An aqueous solution of colloidal protector is prepared by stirring for two hours:
Natrosol 250 H: 0.15 Kg (Hercules)
Water: 10 L
This solution is poured into the previous dispersion.

Finally, the crosslinking solution is prepared:
Dynomin MM 75: 0.5 Kg (Dyno Industrier)
Ethanol: fi
Water: 2L
This solution, poured into the previous mixture gives the final dispersion which is used as already described, as a coating for photosensitive solution.

 In this example, two crosslinkable acrylic binders are used (Carboset XL 17 and XL 19). The former also acts as a collateral protector.

 Natrosol is a second collector protector which also ensures the setting of the next layer.

Claims (6)

RESELL I C A TI O NS  1) Polyesters films for drawing or sensitized for the reproduction in diazotypy. characterized in that the liquid used in the composition of the various layers is essentially water containing in dispersion or in solution at least two crosslinkable or self-crosslinkable film-forming binders, at least one colloidal protector keeping the pigments used in suspension and being itself crosslinkable, a crosslinking agent and a crosslinking accXlorator.  2) Nolyester film according to claim N. 1 in which all of the products are contained in a single layer  3) polyester film 'according to claim NO 1 in which the crosslinking accelerator is not contained in the first layer in order to keep the latter sufficient adhesion to a second layer superimposed on the first. The agent ensuring this adhesion is the crosslinkable colloidal protector.

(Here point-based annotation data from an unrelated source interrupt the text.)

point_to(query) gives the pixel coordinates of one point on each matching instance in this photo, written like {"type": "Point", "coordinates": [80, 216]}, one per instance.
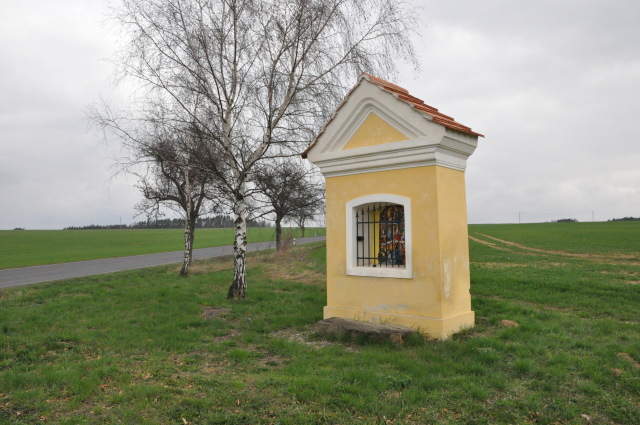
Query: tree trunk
{"type": "Point", "coordinates": [189, 225]}
{"type": "Point", "coordinates": [278, 233]}
{"type": "Point", "coordinates": [238, 288]}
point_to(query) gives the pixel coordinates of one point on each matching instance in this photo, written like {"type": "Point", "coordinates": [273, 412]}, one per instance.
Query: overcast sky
{"type": "Point", "coordinates": [553, 85]}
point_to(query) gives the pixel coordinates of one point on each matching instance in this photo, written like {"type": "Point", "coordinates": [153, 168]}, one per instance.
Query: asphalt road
{"type": "Point", "coordinates": [28, 275]}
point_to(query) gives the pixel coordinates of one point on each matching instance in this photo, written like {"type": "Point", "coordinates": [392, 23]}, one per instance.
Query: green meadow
{"type": "Point", "coordinates": [148, 347]}
{"type": "Point", "coordinates": [20, 248]}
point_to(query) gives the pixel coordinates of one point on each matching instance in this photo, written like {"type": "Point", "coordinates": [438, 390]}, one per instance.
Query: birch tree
{"type": "Point", "coordinates": [288, 191]}
{"type": "Point", "coordinates": [161, 152]}
{"type": "Point", "coordinates": [266, 73]}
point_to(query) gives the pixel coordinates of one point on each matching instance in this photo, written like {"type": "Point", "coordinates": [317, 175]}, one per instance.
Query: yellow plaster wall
{"type": "Point", "coordinates": [436, 299]}
{"type": "Point", "coordinates": [374, 131]}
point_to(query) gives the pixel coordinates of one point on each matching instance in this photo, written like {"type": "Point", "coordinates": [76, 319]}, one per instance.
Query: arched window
{"type": "Point", "coordinates": [379, 236]}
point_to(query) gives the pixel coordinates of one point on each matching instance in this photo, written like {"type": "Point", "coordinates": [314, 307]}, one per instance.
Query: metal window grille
{"type": "Point", "coordinates": [380, 232]}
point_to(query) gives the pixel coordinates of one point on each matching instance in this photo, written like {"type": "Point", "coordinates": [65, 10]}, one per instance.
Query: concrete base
{"type": "Point", "coordinates": [338, 326]}
{"type": "Point", "coordinates": [437, 328]}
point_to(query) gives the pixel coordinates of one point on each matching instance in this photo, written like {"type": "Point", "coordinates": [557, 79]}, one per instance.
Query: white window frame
{"type": "Point", "coordinates": [353, 269]}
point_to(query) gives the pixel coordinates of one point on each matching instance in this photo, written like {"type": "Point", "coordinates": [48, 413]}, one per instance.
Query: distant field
{"type": "Point", "coordinates": [20, 248]}
{"type": "Point", "coordinates": [620, 237]}
{"type": "Point", "coordinates": [148, 347]}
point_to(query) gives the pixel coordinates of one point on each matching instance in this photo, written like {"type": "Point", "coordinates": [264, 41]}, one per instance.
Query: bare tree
{"type": "Point", "coordinates": [310, 212]}
{"type": "Point", "coordinates": [265, 73]}
{"type": "Point", "coordinates": [162, 154]}
{"type": "Point", "coordinates": [175, 183]}
{"type": "Point", "coordinates": [288, 192]}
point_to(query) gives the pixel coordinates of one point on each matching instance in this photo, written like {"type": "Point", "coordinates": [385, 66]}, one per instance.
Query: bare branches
{"type": "Point", "coordinates": [256, 78]}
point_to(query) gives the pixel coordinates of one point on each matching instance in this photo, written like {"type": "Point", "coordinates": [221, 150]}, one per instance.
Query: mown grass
{"type": "Point", "coordinates": [137, 347]}
{"type": "Point", "coordinates": [38, 247]}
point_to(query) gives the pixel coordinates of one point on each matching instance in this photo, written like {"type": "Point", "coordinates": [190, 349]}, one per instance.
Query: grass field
{"type": "Point", "coordinates": [38, 247]}
{"type": "Point", "coordinates": [147, 347]}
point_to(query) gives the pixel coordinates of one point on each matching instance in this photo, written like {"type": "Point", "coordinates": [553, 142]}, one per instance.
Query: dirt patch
{"type": "Point", "coordinates": [627, 357]}
{"type": "Point", "coordinates": [303, 337]}
{"type": "Point", "coordinates": [509, 323]}
{"type": "Point", "coordinates": [214, 312]}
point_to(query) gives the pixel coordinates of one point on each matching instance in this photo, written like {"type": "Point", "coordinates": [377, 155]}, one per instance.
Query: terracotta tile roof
{"type": "Point", "coordinates": [403, 95]}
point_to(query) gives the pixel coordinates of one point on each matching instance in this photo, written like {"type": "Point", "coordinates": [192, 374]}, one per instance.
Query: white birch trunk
{"type": "Point", "coordinates": [188, 228]}
{"type": "Point", "coordinates": [238, 288]}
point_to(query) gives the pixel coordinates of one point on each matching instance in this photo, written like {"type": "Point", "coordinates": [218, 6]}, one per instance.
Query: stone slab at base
{"type": "Point", "coordinates": [374, 331]}
{"type": "Point", "coordinates": [432, 327]}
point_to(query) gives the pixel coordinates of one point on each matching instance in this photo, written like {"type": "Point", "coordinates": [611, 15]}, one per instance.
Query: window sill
{"type": "Point", "coordinates": [393, 272]}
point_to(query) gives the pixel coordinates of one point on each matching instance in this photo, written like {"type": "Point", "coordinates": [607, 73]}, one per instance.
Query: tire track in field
{"type": "Point", "coordinates": [600, 258]}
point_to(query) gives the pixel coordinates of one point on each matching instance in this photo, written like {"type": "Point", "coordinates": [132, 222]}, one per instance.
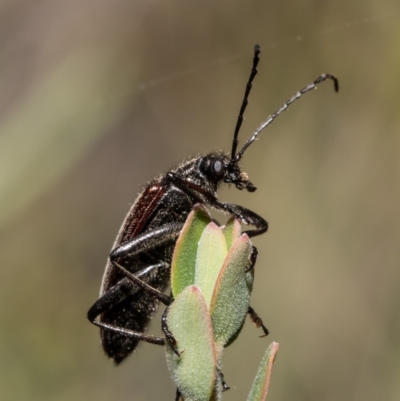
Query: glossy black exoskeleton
{"type": "Point", "coordinates": [137, 272]}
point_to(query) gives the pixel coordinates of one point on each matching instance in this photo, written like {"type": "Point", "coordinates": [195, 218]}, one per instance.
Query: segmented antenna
{"type": "Point", "coordinates": [272, 117]}
{"type": "Point", "coordinates": [253, 73]}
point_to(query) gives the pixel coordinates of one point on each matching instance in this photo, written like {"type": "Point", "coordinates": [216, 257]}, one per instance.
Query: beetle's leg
{"type": "Point", "coordinates": [257, 321]}
{"type": "Point", "coordinates": [144, 243]}
{"type": "Point", "coordinates": [244, 215]}
{"type": "Point", "coordinates": [130, 333]}
{"type": "Point", "coordinates": [252, 259]}
{"type": "Point", "coordinates": [147, 241]}
{"type": "Point", "coordinates": [222, 381]}
{"type": "Point", "coordinates": [116, 294]}
{"type": "Point", "coordinates": [168, 335]}
{"type": "Point", "coordinates": [164, 298]}
{"type": "Point", "coordinates": [113, 296]}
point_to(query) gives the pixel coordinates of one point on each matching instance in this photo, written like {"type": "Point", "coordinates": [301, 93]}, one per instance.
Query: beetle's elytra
{"type": "Point", "coordinates": [138, 268]}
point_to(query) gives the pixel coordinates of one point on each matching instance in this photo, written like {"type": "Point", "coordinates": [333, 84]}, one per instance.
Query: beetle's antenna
{"type": "Point", "coordinates": [272, 117]}
{"type": "Point", "coordinates": [253, 73]}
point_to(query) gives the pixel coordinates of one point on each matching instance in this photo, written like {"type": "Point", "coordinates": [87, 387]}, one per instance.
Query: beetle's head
{"type": "Point", "coordinates": [217, 168]}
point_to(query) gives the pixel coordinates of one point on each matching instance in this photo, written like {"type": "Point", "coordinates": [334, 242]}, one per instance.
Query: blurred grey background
{"type": "Point", "coordinates": [99, 96]}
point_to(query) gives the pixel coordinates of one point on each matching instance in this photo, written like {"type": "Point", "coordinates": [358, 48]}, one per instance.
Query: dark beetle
{"type": "Point", "coordinates": [137, 272]}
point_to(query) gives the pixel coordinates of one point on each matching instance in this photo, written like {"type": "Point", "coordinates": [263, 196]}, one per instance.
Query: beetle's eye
{"type": "Point", "coordinates": [218, 168]}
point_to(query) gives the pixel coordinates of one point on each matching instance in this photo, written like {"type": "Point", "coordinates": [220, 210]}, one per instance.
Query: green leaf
{"type": "Point", "coordinates": [184, 258]}
{"type": "Point", "coordinates": [211, 254]}
{"type": "Point", "coordinates": [231, 297]}
{"type": "Point", "coordinates": [260, 386]}
{"type": "Point", "coordinates": [194, 372]}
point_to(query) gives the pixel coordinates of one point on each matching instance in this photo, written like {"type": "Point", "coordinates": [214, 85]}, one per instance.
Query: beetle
{"type": "Point", "coordinates": [138, 267]}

The second layer, which can be an antistatic layer, a layer facilitating the taking of ink or a photosensitive layer, contains the accelerating agent for crosslinking in solution, the diffusion of the latter in the first layer at the time of the pouring of the second layer ensuring the crosslinking reaction during the drying of the film.  4) Polyester film according to claim N. 3 in which the accelerator. of crosslinking simultaneously exerts the acid stabilizing function of the photosensitive layer.  5) Polyester film according to claim N. 3 in which an accessory insolubilization of the polymers is ensured by the absence of bi or trivalent metal salts contained in the layer superimposed on the first.  6) polyester film according to claim N. 3 wherein the lower layer contains a certain proportion of an alkali sulfocyanide contributing to insolubilize the diazonium salt of the upper layer.